One week after the executive director of the Council on American-Islamic Relations' Ohio chapter in Hilliard was fired for spying on the organization for an anti-Muslim group, the national office of CAIR announced Tuesday via its Twitter account that a second "spy" had been identified.The unnamed second person that CAIR said was spying on the organization and American Muslims came forward voluntarily.
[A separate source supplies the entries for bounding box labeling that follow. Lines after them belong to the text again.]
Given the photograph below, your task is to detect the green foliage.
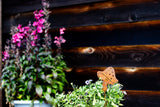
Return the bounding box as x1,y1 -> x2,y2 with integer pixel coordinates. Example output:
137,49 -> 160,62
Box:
17,49 -> 67,104
56,80 -> 124,107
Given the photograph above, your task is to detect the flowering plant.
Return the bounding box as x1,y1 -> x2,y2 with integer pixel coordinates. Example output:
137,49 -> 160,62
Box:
56,80 -> 124,107
2,0 -> 67,104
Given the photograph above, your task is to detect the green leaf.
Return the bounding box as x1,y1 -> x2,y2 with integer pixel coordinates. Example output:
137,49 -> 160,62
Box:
46,78 -> 53,84
36,85 -> 43,97
47,86 -> 52,94
44,93 -> 54,103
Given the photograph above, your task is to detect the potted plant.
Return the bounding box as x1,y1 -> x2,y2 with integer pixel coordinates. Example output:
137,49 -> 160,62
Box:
55,80 -> 124,107
1,0 -> 67,107
55,67 -> 126,107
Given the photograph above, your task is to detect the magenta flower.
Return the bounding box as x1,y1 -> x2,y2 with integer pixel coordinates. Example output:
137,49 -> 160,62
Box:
54,36 -> 66,47
33,10 -> 44,19
33,21 -> 38,26
31,30 -> 37,35
31,41 -> 36,46
2,51 -> 9,61
17,24 -> 24,32
38,18 -> 46,25
34,35 -> 38,40
17,42 -> 21,47
59,28 -> 66,35
12,33 -> 23,43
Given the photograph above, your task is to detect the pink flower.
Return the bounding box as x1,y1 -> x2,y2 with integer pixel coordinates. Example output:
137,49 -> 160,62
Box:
37,26 -> 43,33
31,30 -> 37,35
34,36 -> 38,40
33,10 -> 44,19
31,41 -> 36,46
38,18 -> 46,25
54,36 -> 66,47
60,28 -> 66,35
17,42 -> 21,47
12,33 -> 23,43
17,24 -> 24,32
39,9 -> 44,13
33,21 -> 38,26
2,51 -> 9,61
24,26 -> 30,31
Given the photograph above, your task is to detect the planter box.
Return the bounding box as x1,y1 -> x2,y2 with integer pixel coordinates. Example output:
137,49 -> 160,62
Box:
13,100 -> 52,107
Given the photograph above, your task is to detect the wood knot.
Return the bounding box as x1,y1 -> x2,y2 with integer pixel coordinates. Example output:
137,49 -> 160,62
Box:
128,14 -> 138,22
82,47 -> 95,54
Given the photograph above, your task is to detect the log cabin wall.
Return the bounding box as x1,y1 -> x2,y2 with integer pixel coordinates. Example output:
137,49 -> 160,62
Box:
2,0 -> 160,107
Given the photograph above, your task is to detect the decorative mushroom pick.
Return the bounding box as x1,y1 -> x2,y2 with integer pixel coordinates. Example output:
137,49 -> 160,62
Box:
97,67 -> 118,91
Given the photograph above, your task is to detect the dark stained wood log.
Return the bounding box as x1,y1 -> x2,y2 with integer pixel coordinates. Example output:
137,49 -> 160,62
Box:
3,2 -> 160,32
66,66 -> 160,90
122,90 -> 160,107
3,0 -> 157,14
63,20 -> 160,33
63,45 -> 160,67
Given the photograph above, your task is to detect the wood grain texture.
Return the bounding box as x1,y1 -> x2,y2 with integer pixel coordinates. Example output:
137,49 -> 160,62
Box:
66,66 -> 160,90
3,0 -> 157,14
122,90 -> 160,107
3,2 -> 160,32
63,45 -> 160,67
63,20 -> 160,32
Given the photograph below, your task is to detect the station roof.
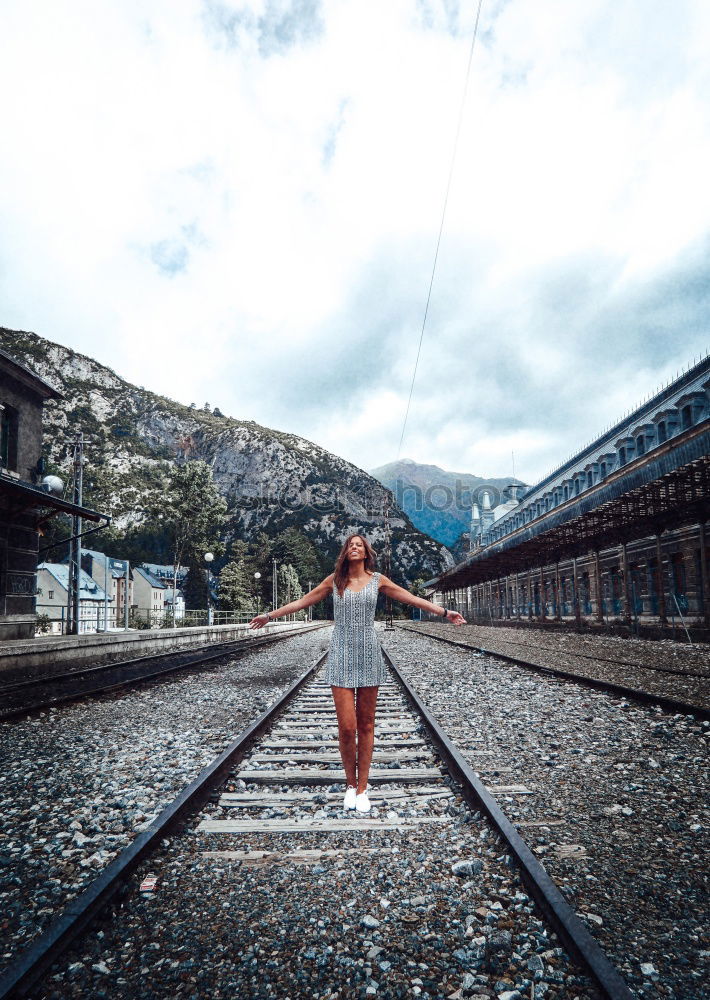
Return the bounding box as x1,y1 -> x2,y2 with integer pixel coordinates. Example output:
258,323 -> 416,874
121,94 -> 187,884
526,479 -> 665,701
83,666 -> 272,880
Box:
133,566 -> 166,590
0,347 -> 64,399
436,420 -> 710,590
0,472 -> 110,521
37,563 -> 105,601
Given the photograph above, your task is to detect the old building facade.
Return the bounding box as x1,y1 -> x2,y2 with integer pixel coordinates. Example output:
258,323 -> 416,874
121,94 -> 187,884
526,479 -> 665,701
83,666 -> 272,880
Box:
0,350 -> 108,641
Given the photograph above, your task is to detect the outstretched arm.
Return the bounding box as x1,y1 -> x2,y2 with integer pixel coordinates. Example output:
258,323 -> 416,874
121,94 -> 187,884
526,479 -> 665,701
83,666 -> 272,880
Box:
380,576 -> 466,625
249,573 -> 333,628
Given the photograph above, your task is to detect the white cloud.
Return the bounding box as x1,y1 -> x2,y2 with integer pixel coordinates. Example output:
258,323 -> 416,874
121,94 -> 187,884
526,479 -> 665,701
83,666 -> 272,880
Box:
0,0 -> 710,479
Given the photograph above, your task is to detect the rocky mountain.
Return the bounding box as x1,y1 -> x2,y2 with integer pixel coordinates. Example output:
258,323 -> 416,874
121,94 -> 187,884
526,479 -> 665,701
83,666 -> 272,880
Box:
370,458 -> 524,555
0,328 -> 452,583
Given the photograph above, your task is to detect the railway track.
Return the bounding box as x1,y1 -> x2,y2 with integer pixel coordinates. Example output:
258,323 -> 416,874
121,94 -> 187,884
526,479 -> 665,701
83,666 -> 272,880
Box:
0,640 -> 632,1000
0,623 -> 329,721
396,622 -> 710,719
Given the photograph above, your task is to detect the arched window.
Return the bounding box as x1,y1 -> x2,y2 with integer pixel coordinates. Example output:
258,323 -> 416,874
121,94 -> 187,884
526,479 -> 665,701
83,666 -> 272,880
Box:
0,403 -> 18,472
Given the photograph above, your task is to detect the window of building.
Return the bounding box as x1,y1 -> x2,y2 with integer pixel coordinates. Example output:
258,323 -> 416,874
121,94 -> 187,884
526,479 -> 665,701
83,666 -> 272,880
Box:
0,403 -> 18,472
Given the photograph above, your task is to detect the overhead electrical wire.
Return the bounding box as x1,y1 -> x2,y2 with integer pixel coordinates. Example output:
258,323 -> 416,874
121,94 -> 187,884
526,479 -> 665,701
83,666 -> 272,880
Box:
397,0 -> 483,458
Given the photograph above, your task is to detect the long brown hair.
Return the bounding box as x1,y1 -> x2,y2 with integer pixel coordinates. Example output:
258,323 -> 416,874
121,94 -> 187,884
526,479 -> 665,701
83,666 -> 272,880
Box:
333,531 -> 377,597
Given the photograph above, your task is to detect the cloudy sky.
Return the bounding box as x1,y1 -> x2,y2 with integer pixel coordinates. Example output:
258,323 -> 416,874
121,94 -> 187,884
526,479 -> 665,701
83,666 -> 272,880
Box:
0,0 -> 710,482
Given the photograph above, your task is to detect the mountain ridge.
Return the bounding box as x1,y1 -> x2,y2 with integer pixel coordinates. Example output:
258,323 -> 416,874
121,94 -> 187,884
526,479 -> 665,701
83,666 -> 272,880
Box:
369,458 -> 525,558
0,328 -> 453,584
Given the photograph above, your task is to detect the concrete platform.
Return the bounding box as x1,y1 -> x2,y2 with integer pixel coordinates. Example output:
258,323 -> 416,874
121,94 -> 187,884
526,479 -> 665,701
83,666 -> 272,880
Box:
0,622 -> 327,686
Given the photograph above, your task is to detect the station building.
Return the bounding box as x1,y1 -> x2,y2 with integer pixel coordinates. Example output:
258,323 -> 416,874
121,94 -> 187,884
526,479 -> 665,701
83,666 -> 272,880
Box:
0,349 -> 108,642
427,356 -> 710,628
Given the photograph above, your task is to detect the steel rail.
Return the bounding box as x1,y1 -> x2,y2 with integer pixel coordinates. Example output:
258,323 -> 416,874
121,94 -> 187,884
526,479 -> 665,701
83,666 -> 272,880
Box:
418,622 -> 710,680
0,653 -> 327,1000
0,622 -> 330,722
397,622 -> 710,719
383,649 -> 634,1000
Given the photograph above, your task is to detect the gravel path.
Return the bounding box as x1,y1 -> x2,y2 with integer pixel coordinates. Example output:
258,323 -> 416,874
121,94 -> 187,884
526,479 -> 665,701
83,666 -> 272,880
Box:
0,630 -> 329,968
406,623 -> 710,709
385,627 -> 710,1000
38,652 -> 598,1000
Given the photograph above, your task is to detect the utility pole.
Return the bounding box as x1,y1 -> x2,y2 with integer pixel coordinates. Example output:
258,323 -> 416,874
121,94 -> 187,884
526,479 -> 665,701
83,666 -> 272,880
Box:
384,491 -> 394,630
67,431 -> 84,635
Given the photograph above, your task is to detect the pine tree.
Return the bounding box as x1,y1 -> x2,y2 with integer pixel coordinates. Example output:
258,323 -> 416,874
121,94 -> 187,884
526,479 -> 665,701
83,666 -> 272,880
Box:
219,562 -> 256,612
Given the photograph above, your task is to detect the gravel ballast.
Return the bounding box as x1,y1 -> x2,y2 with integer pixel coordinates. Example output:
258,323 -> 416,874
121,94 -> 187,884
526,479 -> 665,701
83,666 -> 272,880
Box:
406,622 -> 710,710
0,629 -> 329,967
32,648 -> 598,1000
385,627 -> 710,1000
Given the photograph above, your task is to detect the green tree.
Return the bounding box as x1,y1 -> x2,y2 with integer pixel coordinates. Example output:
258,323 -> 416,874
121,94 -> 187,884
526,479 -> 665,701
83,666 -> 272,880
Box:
278,563 -> 303,605
159,461 -> 227,596
272,528 -> 327,586
219,562 -> 255,611
182,562 -> 209,610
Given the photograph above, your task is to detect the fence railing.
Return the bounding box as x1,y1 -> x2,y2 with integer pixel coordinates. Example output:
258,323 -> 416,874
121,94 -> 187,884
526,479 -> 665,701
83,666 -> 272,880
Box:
35,604 -> 307,635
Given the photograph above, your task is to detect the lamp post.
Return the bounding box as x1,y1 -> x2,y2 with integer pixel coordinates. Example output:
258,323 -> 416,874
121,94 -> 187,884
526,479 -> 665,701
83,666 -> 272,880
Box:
204,552 -> 214,626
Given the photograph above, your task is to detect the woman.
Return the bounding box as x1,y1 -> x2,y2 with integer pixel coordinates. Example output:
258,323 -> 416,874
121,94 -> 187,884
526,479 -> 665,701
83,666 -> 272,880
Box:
250,535 -> 465,812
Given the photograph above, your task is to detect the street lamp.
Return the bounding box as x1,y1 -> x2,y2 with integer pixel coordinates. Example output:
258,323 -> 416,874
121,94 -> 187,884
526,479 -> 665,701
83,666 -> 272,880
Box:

While the individual did not work for the nonprofit, he was an active volunteer in a large mosque and was invited to national meetings and events, the tweet said.
So if he wasn't an employee at CAIR, what sort of "spying' did he do?
Steven Emerson, the founder on the anti-Muslim IPT, paid the second individual $3,000 per month to record prominent Muslim leaders, CAIR's tweet said.
If this spy was not a member of CAIR, that means that all he could record were what CAIR leaders were telling Muslims during their seemingly public events.
It sounds like this person was simply recording speeches that were given to the Muslim community at large.
What is wrong with that - unless, as this CAIR tweet implies, Muslim leaders say things to their fellow Muslims that they don't want the rest of the world to hear.
If that is true, then the real problem isn't that Emerson's group paid someone to record the speeches. The real issue is that "prominent Muslim leaders" say things to Muslims that they don't want anyone else to hear.
Israeli newspapers publicize things that haredi leaders say to their flocks all the time, including things that are embarrassing or that they take out of context to make them sound embarrassing.
When it happens to Jews, it is brave whistleblowing journalism. When it happens to Muslims, it is underhanded spying.